The Geographical Center of North America Was Pinpointed In a Small Town Called Center


The Geographical Center of North America Was Pinpointed In a Small Town Called Center

The small town of Center in North Dakota turns out to be the actual geographical center of the North American continent. The search for the continent’s middle has been going on at least since 1930’s. In 1964, the U.S. Geological Survey (USGS) said about the endeavour that: “There is no generally accepted definition of geographic center [of any geographic area], and no completely satisfactory method for determining it.”

In 1931, the USGS claimed that close to another town, Rugby, also in North Dakota, was the geographic center of the continent. In 1995, however, they changed the location to a small lake some 20 miles away. But, even though it might seem relatively straightforward, this question is quite difficult to answer with precision.
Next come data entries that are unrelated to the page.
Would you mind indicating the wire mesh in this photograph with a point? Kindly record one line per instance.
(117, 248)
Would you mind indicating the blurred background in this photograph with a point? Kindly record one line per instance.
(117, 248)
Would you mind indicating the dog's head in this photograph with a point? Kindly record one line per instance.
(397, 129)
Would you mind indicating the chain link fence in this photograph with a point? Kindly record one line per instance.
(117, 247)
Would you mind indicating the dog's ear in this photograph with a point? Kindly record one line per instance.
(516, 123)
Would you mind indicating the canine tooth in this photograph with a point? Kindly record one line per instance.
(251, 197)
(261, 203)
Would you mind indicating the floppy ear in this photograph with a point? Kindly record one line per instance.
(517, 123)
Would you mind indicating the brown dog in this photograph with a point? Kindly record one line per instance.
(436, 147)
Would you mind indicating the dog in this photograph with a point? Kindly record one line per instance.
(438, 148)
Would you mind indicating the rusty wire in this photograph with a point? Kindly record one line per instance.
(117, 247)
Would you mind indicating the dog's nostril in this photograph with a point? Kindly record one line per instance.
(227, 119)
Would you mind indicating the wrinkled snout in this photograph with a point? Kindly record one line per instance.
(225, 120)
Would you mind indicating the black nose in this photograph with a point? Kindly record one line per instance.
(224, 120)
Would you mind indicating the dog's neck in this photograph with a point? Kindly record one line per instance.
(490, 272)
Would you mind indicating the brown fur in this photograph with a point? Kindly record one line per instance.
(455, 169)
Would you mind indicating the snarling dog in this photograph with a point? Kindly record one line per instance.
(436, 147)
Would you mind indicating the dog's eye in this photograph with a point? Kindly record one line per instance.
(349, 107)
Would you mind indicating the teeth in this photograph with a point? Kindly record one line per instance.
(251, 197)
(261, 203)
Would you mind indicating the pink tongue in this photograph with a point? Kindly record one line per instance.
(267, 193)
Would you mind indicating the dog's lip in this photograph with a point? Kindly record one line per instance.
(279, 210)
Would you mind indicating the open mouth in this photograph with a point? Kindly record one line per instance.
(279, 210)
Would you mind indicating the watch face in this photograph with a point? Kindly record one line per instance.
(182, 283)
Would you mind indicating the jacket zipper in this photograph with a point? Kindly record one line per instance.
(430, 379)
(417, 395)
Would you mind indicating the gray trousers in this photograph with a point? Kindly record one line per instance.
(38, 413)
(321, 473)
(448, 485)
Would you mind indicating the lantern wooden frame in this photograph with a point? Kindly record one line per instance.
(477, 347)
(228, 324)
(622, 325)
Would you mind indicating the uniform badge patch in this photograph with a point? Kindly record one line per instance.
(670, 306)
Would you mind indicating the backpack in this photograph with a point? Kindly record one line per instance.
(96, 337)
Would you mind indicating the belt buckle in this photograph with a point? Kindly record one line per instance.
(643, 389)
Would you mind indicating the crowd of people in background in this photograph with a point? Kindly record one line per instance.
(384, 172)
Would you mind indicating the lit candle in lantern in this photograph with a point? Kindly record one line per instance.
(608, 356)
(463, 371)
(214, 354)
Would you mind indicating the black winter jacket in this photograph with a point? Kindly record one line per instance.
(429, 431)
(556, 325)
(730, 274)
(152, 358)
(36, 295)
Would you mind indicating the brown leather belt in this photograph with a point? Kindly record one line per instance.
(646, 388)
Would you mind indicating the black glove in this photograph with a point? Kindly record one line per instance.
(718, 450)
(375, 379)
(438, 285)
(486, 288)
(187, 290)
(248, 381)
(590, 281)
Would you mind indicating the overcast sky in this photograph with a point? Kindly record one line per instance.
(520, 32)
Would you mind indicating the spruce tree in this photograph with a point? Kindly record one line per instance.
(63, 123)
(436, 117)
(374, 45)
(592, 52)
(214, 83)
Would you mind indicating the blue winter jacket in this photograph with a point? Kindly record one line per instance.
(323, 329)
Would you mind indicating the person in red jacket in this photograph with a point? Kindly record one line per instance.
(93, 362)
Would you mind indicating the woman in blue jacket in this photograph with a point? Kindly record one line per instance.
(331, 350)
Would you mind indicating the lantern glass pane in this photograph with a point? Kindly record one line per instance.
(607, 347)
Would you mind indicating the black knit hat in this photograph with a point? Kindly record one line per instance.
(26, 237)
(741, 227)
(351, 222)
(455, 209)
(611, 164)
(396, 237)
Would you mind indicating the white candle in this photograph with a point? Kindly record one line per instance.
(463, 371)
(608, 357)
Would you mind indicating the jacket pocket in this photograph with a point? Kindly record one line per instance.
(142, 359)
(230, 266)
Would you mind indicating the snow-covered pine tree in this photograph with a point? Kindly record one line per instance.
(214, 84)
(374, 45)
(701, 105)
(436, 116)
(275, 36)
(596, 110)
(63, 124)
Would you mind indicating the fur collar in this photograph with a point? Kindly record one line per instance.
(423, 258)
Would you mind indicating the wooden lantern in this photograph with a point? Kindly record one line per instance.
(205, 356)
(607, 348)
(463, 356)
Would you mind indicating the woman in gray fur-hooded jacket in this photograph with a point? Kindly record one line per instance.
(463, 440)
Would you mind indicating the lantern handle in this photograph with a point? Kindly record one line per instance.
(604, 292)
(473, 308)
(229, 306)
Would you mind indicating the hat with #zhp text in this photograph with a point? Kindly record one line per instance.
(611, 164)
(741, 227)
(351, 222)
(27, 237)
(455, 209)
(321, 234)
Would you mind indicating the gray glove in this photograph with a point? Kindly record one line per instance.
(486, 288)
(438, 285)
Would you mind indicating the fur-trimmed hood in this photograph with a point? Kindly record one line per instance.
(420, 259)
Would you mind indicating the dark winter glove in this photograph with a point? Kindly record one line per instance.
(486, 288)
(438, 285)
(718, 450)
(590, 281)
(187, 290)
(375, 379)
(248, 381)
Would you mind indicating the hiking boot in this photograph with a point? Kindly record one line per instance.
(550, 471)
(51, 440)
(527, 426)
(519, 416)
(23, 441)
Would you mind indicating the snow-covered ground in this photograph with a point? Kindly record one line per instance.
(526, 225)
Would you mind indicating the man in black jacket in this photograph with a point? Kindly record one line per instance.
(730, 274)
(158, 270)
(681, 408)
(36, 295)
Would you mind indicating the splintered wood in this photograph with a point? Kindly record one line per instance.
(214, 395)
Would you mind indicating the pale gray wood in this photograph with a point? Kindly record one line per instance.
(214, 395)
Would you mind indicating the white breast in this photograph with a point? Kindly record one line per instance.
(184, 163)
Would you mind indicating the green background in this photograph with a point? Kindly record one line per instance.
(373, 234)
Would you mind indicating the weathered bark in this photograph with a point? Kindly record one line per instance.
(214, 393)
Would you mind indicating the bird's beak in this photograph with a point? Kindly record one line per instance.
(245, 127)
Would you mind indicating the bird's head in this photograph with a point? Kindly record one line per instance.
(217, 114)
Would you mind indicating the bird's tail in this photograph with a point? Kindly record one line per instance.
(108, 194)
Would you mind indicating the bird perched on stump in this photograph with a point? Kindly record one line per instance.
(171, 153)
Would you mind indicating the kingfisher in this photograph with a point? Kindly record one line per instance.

For starters, researchers have debated whether to factor in islands in this search, as well as the constantly changing coastlines.
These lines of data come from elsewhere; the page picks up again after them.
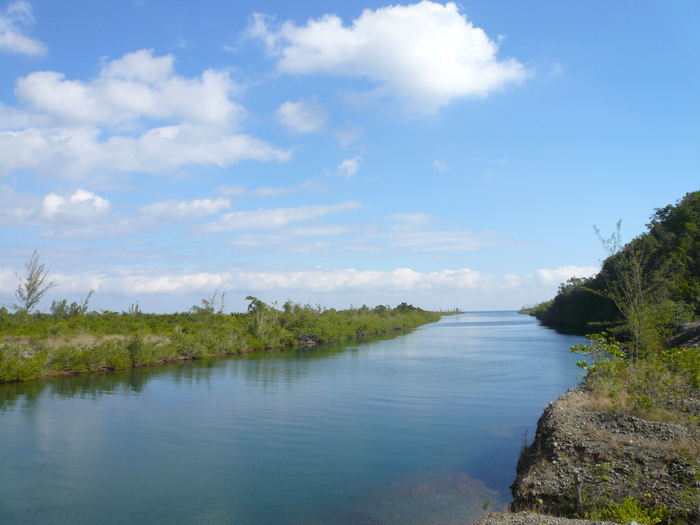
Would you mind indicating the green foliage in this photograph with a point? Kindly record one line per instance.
(629, 509)
(89, 341)
(21, 362)
(33, 285)
(600, 347)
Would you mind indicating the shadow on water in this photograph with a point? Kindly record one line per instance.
(423, 498)
(262, 367)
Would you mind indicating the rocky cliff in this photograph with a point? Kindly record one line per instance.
(607, 457)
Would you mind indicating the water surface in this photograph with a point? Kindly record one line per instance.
(422, 428)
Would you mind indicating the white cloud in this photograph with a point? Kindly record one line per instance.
(561, 274)
(305, 116)
(278, 217)
(12, 39)
(166, 122)
(184, 210)
(75, 152)
(410, 219)
(462, 287)
(427, 53)
(348, 167)
(348, 134)
(79, 209)
(138, 85)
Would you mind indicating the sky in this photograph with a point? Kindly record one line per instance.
(448, 155)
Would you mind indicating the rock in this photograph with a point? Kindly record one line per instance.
(617, 456)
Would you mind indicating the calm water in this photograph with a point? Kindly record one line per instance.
(418, 429)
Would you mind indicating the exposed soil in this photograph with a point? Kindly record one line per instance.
(615, 455)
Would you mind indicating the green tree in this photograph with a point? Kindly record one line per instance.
(632, 283)
(33, 285)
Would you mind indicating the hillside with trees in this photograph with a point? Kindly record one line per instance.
(646, 288)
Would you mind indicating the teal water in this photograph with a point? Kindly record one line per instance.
(421, 428)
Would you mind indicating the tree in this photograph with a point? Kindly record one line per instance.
(632, 283)
(33, 284)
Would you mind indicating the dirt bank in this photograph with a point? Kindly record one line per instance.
(615, 455)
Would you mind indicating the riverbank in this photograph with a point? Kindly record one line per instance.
(41, 345)
(531, 518)
(611, 461)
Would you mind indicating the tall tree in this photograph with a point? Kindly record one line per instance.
(33, 285)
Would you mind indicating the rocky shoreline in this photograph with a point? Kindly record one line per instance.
(607, 457)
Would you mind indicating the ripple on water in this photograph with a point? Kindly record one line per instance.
(448, 498)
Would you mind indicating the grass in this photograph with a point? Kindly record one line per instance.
(37, 345)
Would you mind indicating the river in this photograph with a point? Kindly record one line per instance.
(422, 428)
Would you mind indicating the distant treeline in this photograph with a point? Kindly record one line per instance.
(73, 340)
(646, 288)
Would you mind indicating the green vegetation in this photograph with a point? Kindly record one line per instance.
(645, 290)
(70, 339)
(665, 387)
(629, 510)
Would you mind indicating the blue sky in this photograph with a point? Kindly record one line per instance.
(337, 153)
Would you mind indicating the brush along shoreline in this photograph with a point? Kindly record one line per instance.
(39, 345)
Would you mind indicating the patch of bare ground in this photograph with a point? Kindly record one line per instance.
(531, 518)
(614, 456)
“There are all these people out there saying, ‘There’s no real good way to do this,'” Peter Rogerson, a professor of geography at the University at Buffalo in New York who developed the new geographical method, said  “[But] as a geographer, my feeling is that if we want to come up with a good way of defining a center, we can and we should.”

The technique used also take into account the curvature of the Earth since it affects the actual distance between any two locations on the planet. The method doesn’t take the islands into consideration and focuses only on the landmass. In 2016, the results were in, and as it turns out, the small town of Center with a population of just 570 is smack in the middle of the entire continent.
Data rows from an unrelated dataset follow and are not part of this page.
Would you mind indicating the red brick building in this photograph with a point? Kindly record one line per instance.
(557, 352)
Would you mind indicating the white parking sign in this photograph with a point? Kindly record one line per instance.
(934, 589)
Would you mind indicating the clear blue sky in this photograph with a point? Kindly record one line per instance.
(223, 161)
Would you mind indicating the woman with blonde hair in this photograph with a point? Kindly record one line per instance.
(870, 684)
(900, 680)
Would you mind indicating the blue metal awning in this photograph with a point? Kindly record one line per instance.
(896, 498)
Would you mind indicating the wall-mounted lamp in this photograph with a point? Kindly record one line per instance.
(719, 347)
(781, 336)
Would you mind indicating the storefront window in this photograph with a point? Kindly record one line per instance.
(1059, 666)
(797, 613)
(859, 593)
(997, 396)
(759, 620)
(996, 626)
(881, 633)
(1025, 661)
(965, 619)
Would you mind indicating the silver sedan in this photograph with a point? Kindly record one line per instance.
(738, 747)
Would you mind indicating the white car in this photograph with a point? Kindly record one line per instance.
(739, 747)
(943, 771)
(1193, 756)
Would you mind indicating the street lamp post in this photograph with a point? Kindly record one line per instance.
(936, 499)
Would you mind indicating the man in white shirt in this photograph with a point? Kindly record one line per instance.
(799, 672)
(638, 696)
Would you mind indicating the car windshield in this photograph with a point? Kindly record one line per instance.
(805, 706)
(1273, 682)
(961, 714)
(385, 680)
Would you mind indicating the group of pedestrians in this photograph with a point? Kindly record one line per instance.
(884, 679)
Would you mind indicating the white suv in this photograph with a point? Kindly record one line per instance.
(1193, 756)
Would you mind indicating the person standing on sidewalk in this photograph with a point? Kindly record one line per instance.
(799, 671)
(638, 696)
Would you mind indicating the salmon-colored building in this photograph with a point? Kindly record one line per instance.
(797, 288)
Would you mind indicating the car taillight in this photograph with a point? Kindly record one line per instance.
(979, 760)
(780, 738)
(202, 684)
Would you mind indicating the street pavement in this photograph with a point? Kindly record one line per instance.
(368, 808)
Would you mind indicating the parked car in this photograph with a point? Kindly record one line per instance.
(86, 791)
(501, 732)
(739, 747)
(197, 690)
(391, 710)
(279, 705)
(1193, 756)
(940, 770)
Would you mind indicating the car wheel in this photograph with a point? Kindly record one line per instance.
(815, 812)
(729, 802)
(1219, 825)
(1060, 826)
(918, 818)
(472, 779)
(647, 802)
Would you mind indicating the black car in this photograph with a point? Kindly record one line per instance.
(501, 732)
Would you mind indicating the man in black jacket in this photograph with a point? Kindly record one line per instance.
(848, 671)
As Rogerson said, the previous method was to balance a cardboard cutout on a pin. Quite smart, actually, but seriously outdated in this day and age. The new method a so-called “azimuthal equidistant map projection,” preserving the important numbers of the calculation and projects the 3D model of the continent on a 2D surface. This projection was then imputed into a computer and established the mathematical formula.

“It could always be more exact,” said Rogerson. He added that other scientists may take different approaches to the problem, and that his answer doesn’t close the door to future pursuits.